L'Euro2008 n'était pas terminé que les pontes de l'UEFA començaient déjà à ouvrir les caisses de l'Euro2012, organisé par la Pologne et l'Ukraine (si Poutine n'envoie pas ses chars avant) : un chantier de 46 milliards d'euros, pour des travaux d'infrastructure (stades, aéroports, hôtel.s, routes etc...) , dont sept milliards pour les seules infrastructures de Kiev, 20 milliards avec celles des cinq autres villes ukrainiennes, plus 26 milliards pour les villes polonaises (l'Union européenne en financera la plus grande partie, sans avoir aucune capacité de régulation et de contrôle sur l'UEFA, grande organisatrice et grande bénéficiaire de manifestations payées par les collectivités publiques (locales, régionales, nationales, européenne). L'UEFA, organisation sans but lucratif (on ne ricane pas, dans le fond), et ne payant pas d'impôts (on ne pleure pas, devant), réalise un chiffre d'affaire de plus d'un milliard par an (plus de deux milliards les années d'Eurofoot, probablement plus de trois milliards en 2008).

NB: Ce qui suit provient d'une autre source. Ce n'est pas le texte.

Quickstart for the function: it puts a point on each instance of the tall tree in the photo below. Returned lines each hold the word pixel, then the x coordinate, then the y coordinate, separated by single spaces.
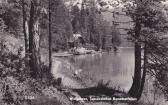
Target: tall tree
pixel 34 37
pixel 25 26
pixel 50 36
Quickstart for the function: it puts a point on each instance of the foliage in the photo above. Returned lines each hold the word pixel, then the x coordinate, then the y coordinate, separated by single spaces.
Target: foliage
pixel 11 15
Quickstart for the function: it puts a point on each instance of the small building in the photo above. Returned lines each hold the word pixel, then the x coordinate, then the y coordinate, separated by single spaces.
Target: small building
pixel 76 41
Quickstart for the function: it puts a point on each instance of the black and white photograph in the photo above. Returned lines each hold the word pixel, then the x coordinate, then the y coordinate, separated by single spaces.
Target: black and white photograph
pixel 83 52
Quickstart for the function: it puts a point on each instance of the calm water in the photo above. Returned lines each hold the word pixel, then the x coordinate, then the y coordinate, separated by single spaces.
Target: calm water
pixel 116 67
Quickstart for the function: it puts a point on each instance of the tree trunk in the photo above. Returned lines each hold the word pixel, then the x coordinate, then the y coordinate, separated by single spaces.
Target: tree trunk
pixel 25 28
pixel 34 36
pixel 50 38
pixel 144 72
pixel 137 71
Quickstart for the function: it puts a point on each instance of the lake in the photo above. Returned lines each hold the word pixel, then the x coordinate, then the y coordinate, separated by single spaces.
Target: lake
pixel 118 68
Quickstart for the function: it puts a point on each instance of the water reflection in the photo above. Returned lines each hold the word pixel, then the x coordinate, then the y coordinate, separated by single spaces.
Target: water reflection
pixel 116 67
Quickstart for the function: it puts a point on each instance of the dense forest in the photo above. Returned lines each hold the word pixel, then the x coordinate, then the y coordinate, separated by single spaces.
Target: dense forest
pixel 31 31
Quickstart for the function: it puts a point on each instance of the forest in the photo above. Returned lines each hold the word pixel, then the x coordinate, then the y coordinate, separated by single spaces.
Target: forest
pixel 47 47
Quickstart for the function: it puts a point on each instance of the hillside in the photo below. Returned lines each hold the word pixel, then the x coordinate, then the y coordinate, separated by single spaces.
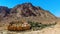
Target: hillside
pixel 27 12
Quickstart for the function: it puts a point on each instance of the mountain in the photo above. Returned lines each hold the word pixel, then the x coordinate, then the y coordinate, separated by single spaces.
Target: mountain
pixel 27 12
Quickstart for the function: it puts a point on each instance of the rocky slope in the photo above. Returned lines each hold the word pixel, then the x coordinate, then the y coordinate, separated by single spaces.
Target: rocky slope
pixel 28 12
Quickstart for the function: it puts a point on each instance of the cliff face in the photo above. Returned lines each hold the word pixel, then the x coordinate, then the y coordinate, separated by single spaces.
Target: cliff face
pixel 28 12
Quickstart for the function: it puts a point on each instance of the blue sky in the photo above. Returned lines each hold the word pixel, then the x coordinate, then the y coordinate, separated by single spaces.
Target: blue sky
pixel 52 5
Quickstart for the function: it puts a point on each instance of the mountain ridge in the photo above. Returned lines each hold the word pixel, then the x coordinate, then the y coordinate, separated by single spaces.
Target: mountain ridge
pixel 26 11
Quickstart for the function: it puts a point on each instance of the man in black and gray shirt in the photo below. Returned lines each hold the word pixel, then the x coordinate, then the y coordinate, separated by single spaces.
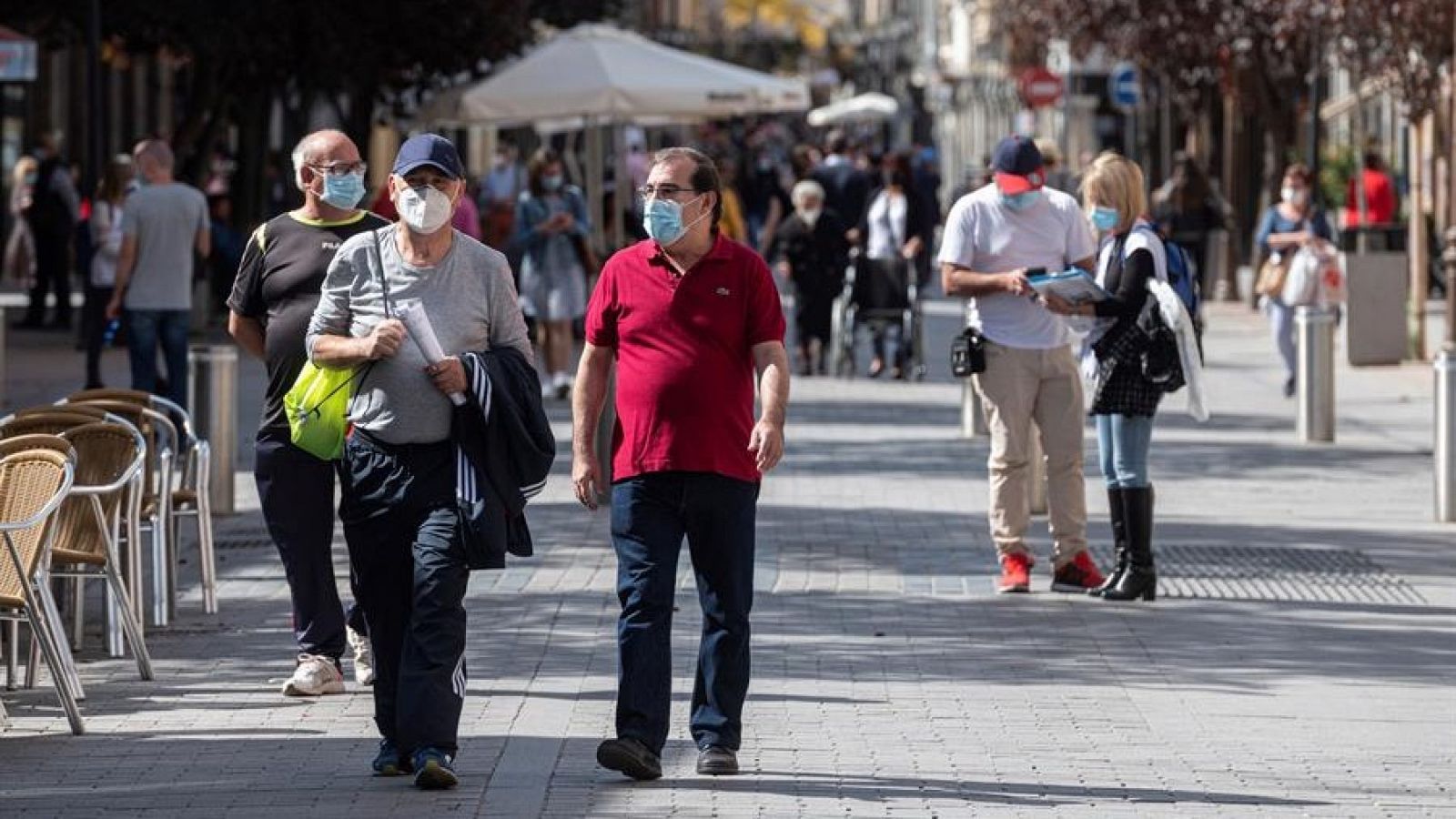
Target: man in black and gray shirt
pixel 271 307
pixel 399 464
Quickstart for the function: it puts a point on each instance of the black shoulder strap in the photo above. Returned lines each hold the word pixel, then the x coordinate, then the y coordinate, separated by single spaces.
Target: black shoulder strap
pixel 383 278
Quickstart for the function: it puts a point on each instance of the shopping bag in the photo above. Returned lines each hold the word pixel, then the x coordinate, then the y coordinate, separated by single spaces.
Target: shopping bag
pixel 318 407
pixel 1302 283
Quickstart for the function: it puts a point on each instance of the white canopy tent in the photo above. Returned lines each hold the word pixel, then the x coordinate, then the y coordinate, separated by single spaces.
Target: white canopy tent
pixel 601 75
pixel 612 75
pixel 871 106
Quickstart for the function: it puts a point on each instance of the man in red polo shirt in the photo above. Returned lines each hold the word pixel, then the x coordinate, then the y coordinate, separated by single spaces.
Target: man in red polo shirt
pixel 691 319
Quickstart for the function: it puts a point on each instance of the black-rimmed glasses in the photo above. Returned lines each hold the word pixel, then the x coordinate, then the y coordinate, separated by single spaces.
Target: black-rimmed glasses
pixel 662 191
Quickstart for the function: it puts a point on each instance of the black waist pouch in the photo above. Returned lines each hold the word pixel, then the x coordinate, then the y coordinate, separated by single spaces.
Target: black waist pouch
pixel 968 353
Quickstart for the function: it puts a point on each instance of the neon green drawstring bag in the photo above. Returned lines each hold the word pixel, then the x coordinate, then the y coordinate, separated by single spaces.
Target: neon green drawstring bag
pixel 318 407
pixel 318 402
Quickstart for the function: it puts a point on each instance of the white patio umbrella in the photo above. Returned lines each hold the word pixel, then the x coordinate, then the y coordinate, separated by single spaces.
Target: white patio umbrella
pixel 871 106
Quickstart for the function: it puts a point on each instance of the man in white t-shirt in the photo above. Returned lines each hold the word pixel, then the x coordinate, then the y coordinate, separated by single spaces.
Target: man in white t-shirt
pixel 995 238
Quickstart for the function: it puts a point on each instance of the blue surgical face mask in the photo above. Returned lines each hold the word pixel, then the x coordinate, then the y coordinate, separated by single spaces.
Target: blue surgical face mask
pixel 1104 217
pixel 662 220
pixel 342 191
pixel 1021 201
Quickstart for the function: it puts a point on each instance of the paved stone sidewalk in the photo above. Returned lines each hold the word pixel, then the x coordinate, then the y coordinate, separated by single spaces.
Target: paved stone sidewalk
pixel 1299 662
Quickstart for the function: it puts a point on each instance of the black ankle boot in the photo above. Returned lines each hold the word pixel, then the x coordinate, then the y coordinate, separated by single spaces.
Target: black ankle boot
pixel 1140 579
pixel 1114 506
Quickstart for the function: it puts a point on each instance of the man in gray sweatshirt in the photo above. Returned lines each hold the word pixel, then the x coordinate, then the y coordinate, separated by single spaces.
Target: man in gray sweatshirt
pixel 399 471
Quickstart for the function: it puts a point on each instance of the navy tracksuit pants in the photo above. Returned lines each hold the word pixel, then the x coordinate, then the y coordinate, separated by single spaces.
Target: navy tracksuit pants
pixel 296 491
pixel 404 532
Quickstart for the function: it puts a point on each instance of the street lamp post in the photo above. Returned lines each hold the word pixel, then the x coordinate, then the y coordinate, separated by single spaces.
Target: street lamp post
pixel 1446 397
pixel 1445 467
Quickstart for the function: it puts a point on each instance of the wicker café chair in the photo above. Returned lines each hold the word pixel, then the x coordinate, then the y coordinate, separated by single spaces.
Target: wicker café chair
pixel 108 458
pixel 152 506
pixel 11 446
pixel 33 486
pixel 57 420
pixel 191 494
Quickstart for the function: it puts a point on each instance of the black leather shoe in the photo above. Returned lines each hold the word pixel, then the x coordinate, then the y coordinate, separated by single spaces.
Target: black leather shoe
pixel 630 756
pixel 717 761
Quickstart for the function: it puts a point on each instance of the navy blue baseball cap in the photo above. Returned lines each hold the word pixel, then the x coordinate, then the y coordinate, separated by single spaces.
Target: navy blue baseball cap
pixel 429 149
pixel 1016 165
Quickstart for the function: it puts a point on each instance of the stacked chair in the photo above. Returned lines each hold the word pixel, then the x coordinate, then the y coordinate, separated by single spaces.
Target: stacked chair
pixel 35 479
pixel 79 480
pixel 177 486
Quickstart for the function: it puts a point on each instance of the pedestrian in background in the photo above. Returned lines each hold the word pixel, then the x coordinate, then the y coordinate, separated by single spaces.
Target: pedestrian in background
pixel 552 228
pixel 1187 212
pixel 895 229
pixel 19 247
pixel 1380 205
pixel 812 248
pixel 273 300
pixel 1123 398
pixel 994 238
pixel 1283 229
pixel 846 187
pixel 399 472
pixel 500 189
pixel 106 238
pixel 689 317
pixel 164 225
pixel 51 217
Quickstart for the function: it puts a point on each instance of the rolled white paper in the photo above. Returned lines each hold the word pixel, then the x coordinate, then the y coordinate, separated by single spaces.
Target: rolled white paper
pixel 420 329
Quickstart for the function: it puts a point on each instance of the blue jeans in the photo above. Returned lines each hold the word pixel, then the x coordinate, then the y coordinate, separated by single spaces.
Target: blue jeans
pixel 145 331
pixel 650 516
pixel 1121 442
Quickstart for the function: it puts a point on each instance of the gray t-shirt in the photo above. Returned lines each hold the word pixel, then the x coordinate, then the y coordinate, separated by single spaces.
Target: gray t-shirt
pixel 165 222
pixel 470 299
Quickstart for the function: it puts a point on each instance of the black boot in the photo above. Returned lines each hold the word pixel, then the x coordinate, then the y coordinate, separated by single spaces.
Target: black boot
pixel 1114 506
pixel 1140 579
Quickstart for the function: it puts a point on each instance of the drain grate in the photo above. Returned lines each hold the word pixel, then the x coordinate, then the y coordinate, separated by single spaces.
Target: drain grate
pixel 242 540
pixel 1278 573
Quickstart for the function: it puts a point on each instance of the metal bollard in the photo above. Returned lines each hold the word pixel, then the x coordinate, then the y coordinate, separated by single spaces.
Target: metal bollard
pixel 973 417
pixel 1446 436
pixel 1315 329
pixel 213 404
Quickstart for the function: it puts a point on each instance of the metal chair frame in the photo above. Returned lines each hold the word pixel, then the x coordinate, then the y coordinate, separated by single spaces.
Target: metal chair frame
pixel 40 605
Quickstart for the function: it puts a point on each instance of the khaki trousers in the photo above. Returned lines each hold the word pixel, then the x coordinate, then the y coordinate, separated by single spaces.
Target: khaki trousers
pixel 1021 387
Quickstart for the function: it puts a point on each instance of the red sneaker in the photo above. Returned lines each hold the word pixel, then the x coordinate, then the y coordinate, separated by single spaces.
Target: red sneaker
pixel 1077 576
pixel 1016 574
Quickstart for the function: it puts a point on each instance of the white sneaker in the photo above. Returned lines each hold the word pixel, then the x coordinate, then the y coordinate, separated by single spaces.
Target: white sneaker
pixel 363 658
pixel 317 675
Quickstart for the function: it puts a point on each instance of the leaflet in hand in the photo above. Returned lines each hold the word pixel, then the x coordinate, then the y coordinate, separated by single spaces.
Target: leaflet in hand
pixel 1075 286
pixel 417 322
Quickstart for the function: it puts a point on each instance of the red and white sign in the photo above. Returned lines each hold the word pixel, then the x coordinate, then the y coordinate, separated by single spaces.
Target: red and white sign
pixel 1040 87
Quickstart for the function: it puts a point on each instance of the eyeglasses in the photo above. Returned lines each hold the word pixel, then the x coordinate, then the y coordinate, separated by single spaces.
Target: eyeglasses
pixel 341 167
pixel 662 191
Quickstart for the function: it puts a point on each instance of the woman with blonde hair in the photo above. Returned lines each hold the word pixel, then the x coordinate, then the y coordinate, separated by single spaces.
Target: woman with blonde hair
pixel 1123 398
pixel 19 248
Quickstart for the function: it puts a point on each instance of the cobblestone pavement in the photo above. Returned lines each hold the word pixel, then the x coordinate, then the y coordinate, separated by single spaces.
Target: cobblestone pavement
pixel 1300 658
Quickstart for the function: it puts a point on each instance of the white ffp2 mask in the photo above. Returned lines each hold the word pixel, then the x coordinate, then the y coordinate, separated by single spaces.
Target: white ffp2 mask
pixel 424 208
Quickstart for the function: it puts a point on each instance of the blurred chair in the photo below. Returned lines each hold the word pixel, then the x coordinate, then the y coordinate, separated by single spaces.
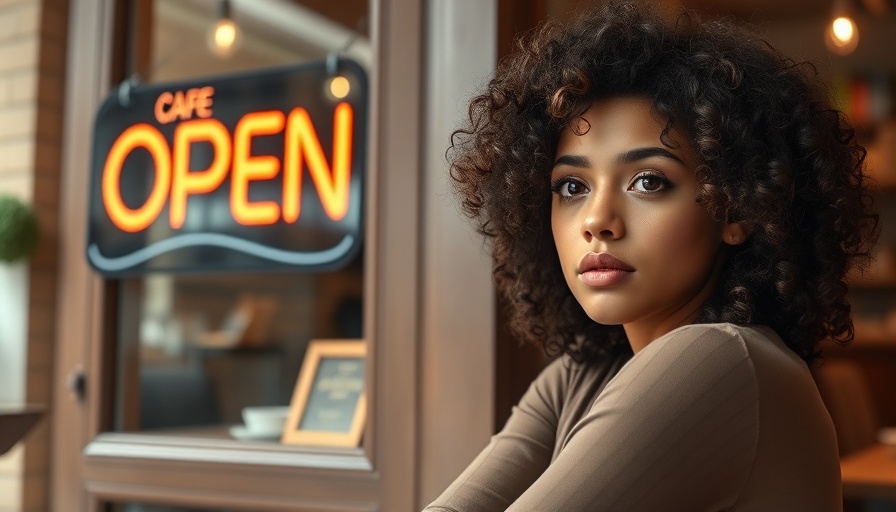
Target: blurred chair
pixel 172 396
pixel 248 324
pixel 844 390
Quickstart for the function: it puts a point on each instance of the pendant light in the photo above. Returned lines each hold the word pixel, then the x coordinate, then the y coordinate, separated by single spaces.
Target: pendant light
pixel 841 34
pixel 224 36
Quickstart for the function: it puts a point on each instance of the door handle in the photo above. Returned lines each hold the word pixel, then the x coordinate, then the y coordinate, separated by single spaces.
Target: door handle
pixel 76 382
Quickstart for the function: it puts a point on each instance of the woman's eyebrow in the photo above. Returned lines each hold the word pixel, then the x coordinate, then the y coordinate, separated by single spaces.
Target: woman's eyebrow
pixel 642 153
pixel 573 161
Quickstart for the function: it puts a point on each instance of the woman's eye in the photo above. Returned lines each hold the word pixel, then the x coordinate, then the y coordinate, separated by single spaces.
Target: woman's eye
pixel 650 183
pixel 568 188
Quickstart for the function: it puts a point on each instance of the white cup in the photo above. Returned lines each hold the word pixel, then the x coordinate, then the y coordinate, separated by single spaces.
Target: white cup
pixel 265 420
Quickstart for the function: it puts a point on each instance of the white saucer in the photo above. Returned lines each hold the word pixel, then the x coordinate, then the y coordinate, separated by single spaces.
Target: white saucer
pixel 244 434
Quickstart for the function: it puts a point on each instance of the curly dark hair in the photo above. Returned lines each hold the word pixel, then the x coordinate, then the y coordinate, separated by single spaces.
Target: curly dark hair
pixel 777 157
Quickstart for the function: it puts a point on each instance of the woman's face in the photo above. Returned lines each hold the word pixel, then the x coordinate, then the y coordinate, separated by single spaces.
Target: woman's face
pixel 635 247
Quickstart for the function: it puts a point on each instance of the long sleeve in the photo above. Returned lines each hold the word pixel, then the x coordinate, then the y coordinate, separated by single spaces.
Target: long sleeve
pixel 706 418
pixel 518 455
pixel 676 429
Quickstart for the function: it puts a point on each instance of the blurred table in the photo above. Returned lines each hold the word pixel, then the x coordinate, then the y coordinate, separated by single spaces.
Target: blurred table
pixel 15 422
pixel 870 473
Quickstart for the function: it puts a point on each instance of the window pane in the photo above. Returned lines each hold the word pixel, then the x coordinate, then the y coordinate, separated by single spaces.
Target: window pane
pixel 194 350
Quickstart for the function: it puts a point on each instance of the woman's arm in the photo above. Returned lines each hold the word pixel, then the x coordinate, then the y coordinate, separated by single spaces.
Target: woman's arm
pixel 677 429
pixel 516 456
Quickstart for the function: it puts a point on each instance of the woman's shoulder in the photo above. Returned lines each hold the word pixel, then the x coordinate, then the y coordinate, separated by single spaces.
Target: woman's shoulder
pixel 745 343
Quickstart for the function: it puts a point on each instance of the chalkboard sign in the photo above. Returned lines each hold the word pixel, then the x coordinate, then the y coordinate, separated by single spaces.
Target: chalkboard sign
pixel 328 404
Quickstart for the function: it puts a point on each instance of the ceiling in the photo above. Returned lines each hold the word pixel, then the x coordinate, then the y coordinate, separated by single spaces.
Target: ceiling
pixel 779 10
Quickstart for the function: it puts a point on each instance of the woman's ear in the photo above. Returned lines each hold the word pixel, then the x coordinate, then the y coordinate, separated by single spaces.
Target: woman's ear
pixel 736 233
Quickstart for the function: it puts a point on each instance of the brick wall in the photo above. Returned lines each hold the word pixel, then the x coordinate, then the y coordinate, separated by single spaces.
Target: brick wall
pixel 32 83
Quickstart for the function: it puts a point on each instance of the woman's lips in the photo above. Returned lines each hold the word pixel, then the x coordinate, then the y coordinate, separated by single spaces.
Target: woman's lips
pixel 603 269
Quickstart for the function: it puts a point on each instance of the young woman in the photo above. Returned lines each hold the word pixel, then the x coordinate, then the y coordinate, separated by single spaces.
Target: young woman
pixel 672 207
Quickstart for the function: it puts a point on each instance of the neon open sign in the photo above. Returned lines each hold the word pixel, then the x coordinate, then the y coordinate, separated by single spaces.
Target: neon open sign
pixel 247 172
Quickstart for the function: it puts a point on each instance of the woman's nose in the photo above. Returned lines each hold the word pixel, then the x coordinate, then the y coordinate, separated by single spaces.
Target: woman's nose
pixel 603 219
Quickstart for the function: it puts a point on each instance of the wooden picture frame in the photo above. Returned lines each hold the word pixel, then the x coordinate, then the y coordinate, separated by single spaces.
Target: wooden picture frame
pixel 329 404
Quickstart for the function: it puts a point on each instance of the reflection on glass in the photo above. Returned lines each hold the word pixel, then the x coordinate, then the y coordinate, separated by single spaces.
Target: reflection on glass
pixel 194 351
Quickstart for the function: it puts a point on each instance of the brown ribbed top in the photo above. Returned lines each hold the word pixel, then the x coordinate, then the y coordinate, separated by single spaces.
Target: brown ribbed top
pixel 708 417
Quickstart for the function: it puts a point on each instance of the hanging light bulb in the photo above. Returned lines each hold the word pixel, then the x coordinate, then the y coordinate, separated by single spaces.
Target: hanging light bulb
pixel 842 35
pixel 224 36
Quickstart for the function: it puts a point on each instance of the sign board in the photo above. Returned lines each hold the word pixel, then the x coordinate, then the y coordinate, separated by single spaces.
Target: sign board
pixel 256 171
pixel 328 405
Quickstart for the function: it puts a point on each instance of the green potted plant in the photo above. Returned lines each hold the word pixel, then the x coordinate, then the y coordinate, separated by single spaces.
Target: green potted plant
pixel 19 231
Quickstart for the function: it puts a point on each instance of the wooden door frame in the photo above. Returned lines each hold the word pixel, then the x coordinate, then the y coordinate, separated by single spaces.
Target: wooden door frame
pixel 90 466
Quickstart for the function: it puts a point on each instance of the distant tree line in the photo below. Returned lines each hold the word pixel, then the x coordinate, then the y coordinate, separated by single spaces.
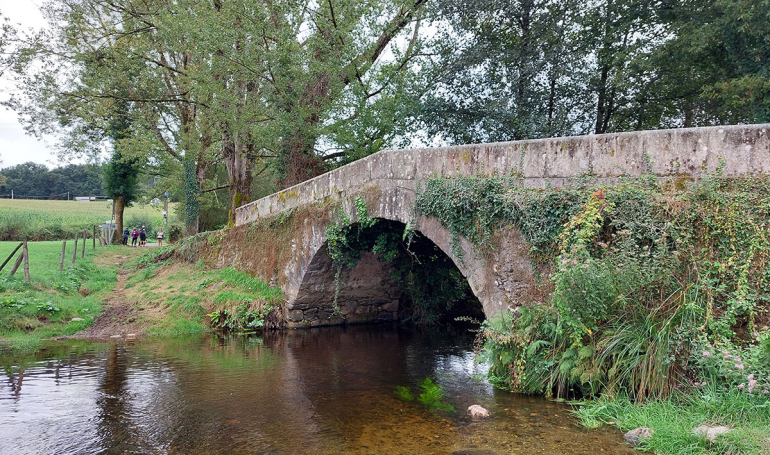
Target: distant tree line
pixel 36 181
pixel 226 101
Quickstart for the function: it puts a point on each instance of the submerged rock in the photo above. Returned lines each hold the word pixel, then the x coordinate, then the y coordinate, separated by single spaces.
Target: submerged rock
pixel 637 434
pixel 477 412
pixel 711 432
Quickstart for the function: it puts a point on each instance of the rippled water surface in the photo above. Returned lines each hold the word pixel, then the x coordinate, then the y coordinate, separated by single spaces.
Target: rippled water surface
pixel 320 391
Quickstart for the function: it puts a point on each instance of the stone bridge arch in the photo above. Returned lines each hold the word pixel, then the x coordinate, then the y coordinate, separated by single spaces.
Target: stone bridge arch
pixel 503 278
pixel 499 280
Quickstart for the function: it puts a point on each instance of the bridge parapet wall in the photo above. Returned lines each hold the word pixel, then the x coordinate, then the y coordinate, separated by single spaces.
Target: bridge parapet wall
pixel 744 149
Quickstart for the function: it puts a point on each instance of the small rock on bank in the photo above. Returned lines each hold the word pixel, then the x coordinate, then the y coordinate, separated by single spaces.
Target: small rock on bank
pixel 710 432
pixel 637 434
pixel 477 412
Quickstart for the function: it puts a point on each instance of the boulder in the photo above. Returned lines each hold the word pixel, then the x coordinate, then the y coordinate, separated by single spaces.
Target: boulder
pixel 637 434
pixel 710 432
pixel 477 412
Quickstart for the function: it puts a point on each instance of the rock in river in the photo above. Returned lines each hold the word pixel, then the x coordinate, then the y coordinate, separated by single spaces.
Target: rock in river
pixel 477 412
pixel 634 436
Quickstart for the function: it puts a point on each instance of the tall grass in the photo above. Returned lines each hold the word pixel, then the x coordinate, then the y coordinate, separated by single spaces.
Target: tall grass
pixel 54 303
pixel 672 420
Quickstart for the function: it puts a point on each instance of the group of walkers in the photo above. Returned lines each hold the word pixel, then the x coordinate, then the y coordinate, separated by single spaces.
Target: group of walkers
pixel 140 235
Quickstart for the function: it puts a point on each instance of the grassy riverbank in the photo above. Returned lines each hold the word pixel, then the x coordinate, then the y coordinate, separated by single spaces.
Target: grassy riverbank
pixel 657 300
pixel 120 291
pixel 55 220
pixel 158 298
pixel 53 303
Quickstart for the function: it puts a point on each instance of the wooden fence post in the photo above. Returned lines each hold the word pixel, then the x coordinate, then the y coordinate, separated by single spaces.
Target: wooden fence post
pixel 61 261
pixel 11 255
pixel 75 250
pixel 26 262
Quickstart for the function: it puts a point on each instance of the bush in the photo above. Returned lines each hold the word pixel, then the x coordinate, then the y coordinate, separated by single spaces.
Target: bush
pixel 643 275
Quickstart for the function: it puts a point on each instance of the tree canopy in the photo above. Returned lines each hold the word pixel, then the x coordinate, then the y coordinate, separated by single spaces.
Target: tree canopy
pixel 226 100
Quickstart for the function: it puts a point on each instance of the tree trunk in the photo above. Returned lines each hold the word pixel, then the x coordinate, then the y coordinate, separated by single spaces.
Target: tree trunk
pixel 239 171
pixel 600 104
pixel 120 206
pixel 192 191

Surtout, elle entend maîtriser les droits de retransmission TV, sa principale source de revenus, dont le montant a littéralement explosé : l'équivalant de 6,9 millions d'euros en 1988, de 28,3 millions en 1992, de 80 millions en 1996, de 140 millions en 2000, de 560 millions d'euros en 2004 et de 1,3 milliard en 2008... En quatre ans, de 2004 à 2008, les droits commerciaux sont passée de 183 à 250 millions d'euros (461 millions de recettes de sponsoring et merchandising lors de l'Eurofoot 2008). Il n'y a guère que les entrées payantes dans les stades qui plafonnent (autour de 80 millions habituellement, 150 millions pour l'Euro) -c'est d'ailleurs normal, les matches et le jeu sont ce qui importe le moins dans l'Eurofoot. Mais l'opacité la plus totale règne sur le montant réel des contrats passés avec les sponsors et les partenaires privés. On ne sait qu'une chose : ils se chiffrent en dizaines de millions d'euros.
Or aucun organisme de surveillance n'encadre la bénéficiaire (l'UEFA) de cette masse financière.